Lynching Leo Frank
Was Leo Frank, imprisoned and lynched for the murder of Mary Phagan, wrongly convicted?
Did National Pencil Company superintendent Leo Frank strangle 13-year-old employee Mary Phagan and throw her in the company’s cellar? The year was 1913 and while the tragedy of Phagan’s death was great, the story surrounding the investigation into her murder is chilling. It’s one that involves child labour, anti-Semitism—and even the KKK.
Leo Frank took his terrible fate with a quiet dignity. As the blind-fold was placed over his eyes he asked only that his wedding ring be given to his wife. Watched on by Atlanta’s great and good, he was then hung to death from the branch of a tree.
How this mild-mannered young Jewish businessman met his brutal end is one of America’s most disputed and intractable mysteries. The only uncontested fact is that a 13-year-old girl was murdered; everything else remains tainted by a shameful legacy of racism and anti-Semitism that continues to cloud the case even 100 years on.

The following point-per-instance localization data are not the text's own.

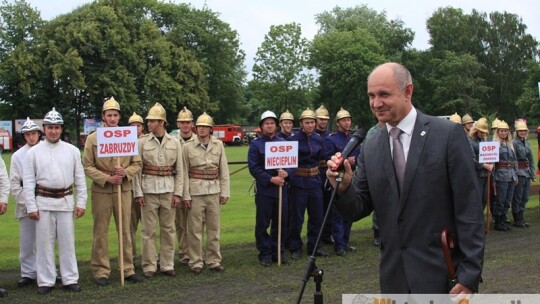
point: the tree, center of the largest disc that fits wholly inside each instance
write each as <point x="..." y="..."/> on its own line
<point x="109" y="48"/>
<point x="391" y="35"/>
<point x="20" y="67"/>
<point x="217" y="47"/>
<point x="499" y="42"/>
<point x="458" y="85"/>
<point x="281" y="79"/>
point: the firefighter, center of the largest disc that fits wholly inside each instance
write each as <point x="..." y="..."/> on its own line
<point x="206" y="188"/>
<point x="31" y="133"/>
<point x="267" y="193"/>
<point x="525" y="171"/>
<point x="158" y="190"/>
<point x="184" y="122"/>
<point x="323" y="116"/>
<point x="106" y="175"/>
<point x="505" y="175"/>
<point x="306" y="186"/>
<point x="51" y="169"/>
<point x="4" y="193"/>
<point x="136" y="121"/>
<point x="467" y="123"/>
<point x="286" y="124"/>
<point x="336" y="142"/>
<point x="480" y="133"/>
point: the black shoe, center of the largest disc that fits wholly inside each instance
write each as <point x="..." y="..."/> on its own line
<point x="328" y="240"/>
<point x="169" y="273"/>
<point x="44" y="290"/>
<point x="134" y="278"/>
<point x="321" y="253"/>
<point x="341" y="252"/>
<point x="266" y="262"/>
<point x="25" y="281"/>
<point x="73" y="288"/>
<point x="103" y="281"/>
<point x="296" y="254"/>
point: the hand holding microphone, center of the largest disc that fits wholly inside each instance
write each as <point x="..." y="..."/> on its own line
<point x="339" y="161"/>
<point x="356" y="139"/>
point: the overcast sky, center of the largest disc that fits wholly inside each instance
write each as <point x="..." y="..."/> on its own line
<point x="252" y="18"/>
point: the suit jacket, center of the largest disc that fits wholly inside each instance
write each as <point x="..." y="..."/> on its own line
<point x="440" y="190"/>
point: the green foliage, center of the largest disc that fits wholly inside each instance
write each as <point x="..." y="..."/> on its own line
<point x="458" y="85"/>
<point x="344" y="59"/>
<point x="503" y="50"/>
<point x="391" y="35"/>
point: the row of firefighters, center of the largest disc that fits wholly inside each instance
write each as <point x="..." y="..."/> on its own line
<point x="179" y="184"/>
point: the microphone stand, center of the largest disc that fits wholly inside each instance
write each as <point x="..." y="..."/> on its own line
<point x="311" y="268"/>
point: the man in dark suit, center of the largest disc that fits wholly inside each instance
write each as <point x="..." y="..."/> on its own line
<point x="437" y="190"/>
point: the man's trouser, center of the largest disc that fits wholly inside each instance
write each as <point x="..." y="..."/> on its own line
<point x="103" y="205"/>
<point x="157" y="207"/>
<point x="505" y="194"/>
<point x="27" y="245"/>
<point x="267" y="215"/>
<point x="56" y="226"/>
<point x="310" y="199"/>
<point x="521" y="194"/>
<point x="181" y="232"/>
<point x="205" y="209"/>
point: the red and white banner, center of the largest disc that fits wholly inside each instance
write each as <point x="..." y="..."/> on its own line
<point x="281" y="154"/>
<point x="117" y="141"/>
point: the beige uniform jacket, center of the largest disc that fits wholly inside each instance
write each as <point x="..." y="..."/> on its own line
<point x="153" y="153"/>
<point x="99" y="169"/>
<point x="196" y="156"/>
<point x="182" y="141"/>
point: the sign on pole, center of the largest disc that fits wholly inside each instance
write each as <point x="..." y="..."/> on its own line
<point x="281" y="154"/>
<point x="117" y="141"/>
<point x="489" y="152"/>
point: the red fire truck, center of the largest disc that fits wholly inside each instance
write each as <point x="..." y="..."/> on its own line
<point x="229" y="134"/>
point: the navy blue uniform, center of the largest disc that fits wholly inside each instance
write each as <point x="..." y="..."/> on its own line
<point x="341" y="228"/>
<point x="266" y="201"/>
<point x="306" y="190"/>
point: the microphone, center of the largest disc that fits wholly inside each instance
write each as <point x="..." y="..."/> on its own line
<point x="356" y="139"/>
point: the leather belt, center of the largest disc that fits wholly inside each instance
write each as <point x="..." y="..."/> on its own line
<point x="54" y="193"/>
<point x="307" y="172"/>
<point x="158" y="170"/>
<point x="523" y="165"/>
<point x="111" y="173"/>
<point x="505" y="165"/>
<point x="208" y="174"/>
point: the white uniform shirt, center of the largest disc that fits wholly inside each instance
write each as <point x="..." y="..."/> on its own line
<point x="56" y="166"/>
<point x="4" y="182"/>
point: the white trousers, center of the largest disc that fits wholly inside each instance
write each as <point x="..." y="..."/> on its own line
<point x="27" y="245"/>
<point x="51" y="226"/>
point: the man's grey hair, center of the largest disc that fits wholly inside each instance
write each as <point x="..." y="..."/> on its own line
<point x="401" y="74"/>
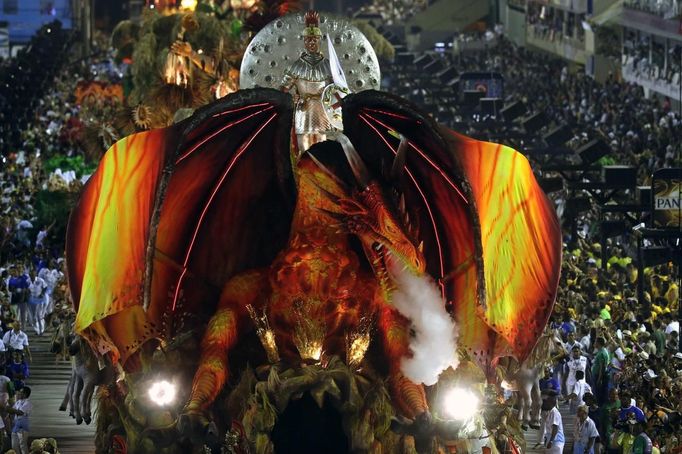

The murder of young Mary Phagan, and the subsequent arrest, conviction and lynching of Leo Frank would prove so controversial and divisive that it would prompt the formation of two organisations that could hardly be greater polar opposites – the second chapter of the KKK and the Jewish anti-defamation league.
Leo Frank’s high-profile murder trial became a media circus and created deep and long-standing religious and ethnic fractures in Atlanta. For many in the Jewish community, the subsequent guilty verdict was seen as symbolic of the depth of anti-Semitism in the United States, on a par with the infamous Dreyfus affair in France.